In this exercise, we’re going to run topic modeling on Tweets.
Topic modeling is an unsupervised algorithm that finds hidden word occurrence patterns (“topics”) within our data.
One problem with topic modeling on Twitter is that Tweets are so small, it’s tough to find topics given the short document-length. One “quick fix” is to aggregate Tweets by user (e.g. combines all of my tweets and treat them as one document).
A benefit of topic modeling is that you can assign document-level probabilities per topic. This way you can measure the mix of topics across documents. In this example, our documents “are” Twitter users. Therefore, we can analyze a user-topic probability matrix and get an idea of who is tweeting.
Let’s read in our Charlotte sample dataset.
library(tidyverse)
#remove one of the "." if you are running as chunks
tweets <- read_csv('../data/CharlotteTweets20Sample.csv')
source('./functions.R')
#updated for quanteda version 0.9.9-50
library(quanteda)
twcorpus <- corpus(tweets$body)
Let’s load in the user ID number as a document (originally on Tweet level) attribute. We’ll use the groups
optition on dfm
to aggregate our Tweets by the user (actor.id).
Let’s create the DFM object and trim all words used less than 40 times.

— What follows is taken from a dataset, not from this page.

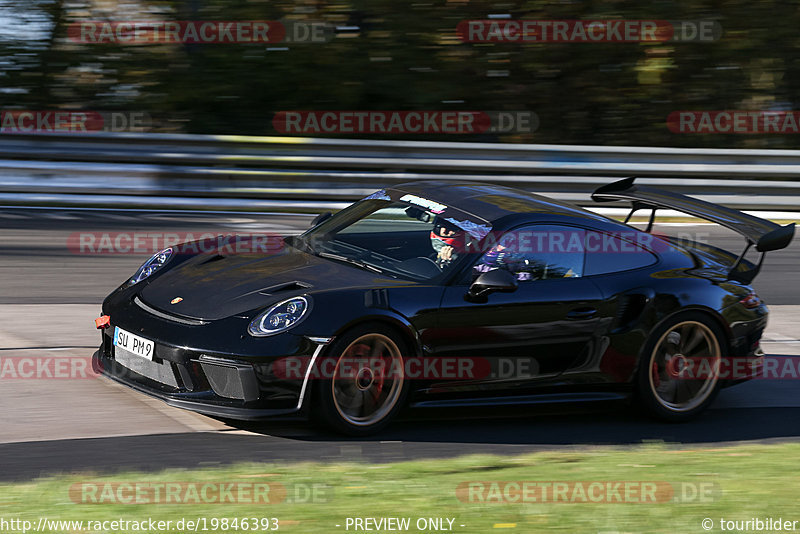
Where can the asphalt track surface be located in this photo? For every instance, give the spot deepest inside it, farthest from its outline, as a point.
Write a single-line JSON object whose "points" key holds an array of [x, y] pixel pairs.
{"points": [[50, 294]]}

docvars(twcorpus, "actor.id") <- as.character(tweets$actor.id)
twdfm <- dfm(twcorpus,
groups = "actor.id",
remove = c(stopwords("english"), "t.co", "https", "rt", "amp", "http", "t.c", "can", "u"),
remove_punct = TRUE,
remove_numbers = TRUE,
remove_symbols = TRUE,
remove_url = TRUE,
ngrams= 1L)
twdfm <- dfm_trim(twdfm, min_docfreq = 3)
Let’s look at the top 50 words.
topfeatures(twdfm, 50)
## charlotte nc just like love
## 4898 2833 2126 1475 1432
## get day carolina time now
## 1364 1322 1217 1201 1124
## one good north new go
## 1100 1097 1086 1067 1044
## today will see happy know
## 997 900 895 873 809
## great got game #keeppounding night
## 807 747 734 732 731
## #charlotte drinking tonight lol back
## 716 706 678 673 670
## come gt people best christmas
## 665 641 623 588 581
## going year panthers want first
## 578 576 572 571 564
## right need us last thanks
## 563 562 559 544 529
## make home w still much
## 526 505 502 500 495
No surprise Charlotte-related terms are the most popular. Recall - this dataset only obtained geolocated Tweets (excluded non-geolocated Tweets).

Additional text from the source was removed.